She was invited to perform in the Dominican Republic on the program “Canciones del Recuerdo” on February of 1965 on channel 4 Dominican Radio Television (RTVD) alongside pianist and composer Bullumba Landestoy interpreting romantic ballads. Five years later, she was invited by the National Association of Musicians, Singers, Dancers, Announcers, and Actors of the Dominican Republic known as (AMUCABA) to do presentations for Dominican Radio Television. Also to be one of the twenty-seven judges for the third annual Dominican song festival held at Palacio de Bellas Artes in Santo Domingo, on November 26, 27 and 28 of 1970.

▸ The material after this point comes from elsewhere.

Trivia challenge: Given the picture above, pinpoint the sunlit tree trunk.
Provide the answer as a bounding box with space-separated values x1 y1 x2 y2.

More recently, Lourdes was commemorated in a 2015 exhibition 89DAMES by Canadian visual artist Samille Janelle aka Stylo Starr. The exhibition explored the beauty of Black women of the so called glamorous era of the 1950s and 1960s.
“No estoy reminiscing como dicen los americanos,” she says when speaking about her life shifting from being career-oriented to family-oriented, “if anything I was reassured and what’s done is done.” Today, Lourdes Guerrero Otis lives in a beautiful home in New Jersey.
While her modeling career was short lived, she was one of the top black models in the country from the mid to late 1950s. Lourdes Guerrero Otis was part of a generation that made a profound impact in shifting the world’s perception of beauty to begin to include black women, whose beauty had been ignored. Recently, young Dominicanas like Amara La Negra, Cardi B, are making headlines in the entertainment industry and embracing their blackness and the skin they’re in. Meanwhile, models like the previously mentioned Lineysy Montero and Ysaunny Brito are taking over magazine covers. However, the racist struggles that black models and entertainers face continue—Montero and Amara la Negra have been outspoken about the discrimination they have been subjected to. As we continue unpacking and understating what it means to see all kinds of representation and diversity in the entertainment industry, the story of Lourdes Guerrero Otis needs to be uplifted. She is a trailblazing woman who should be celebrated as an inspiration for many Afro-Latinas and black women today who are challenging and breaking through the entertainment’s industry exclusionary policies, to reverse the erasure that has existed for far too long.
Correction: A previous version of this article stated that Lourdes Guerrero Otis was the first black woman to become a recurring performer on national television. It was in fact Amanda Randolph who starred in The Laytons in 1948.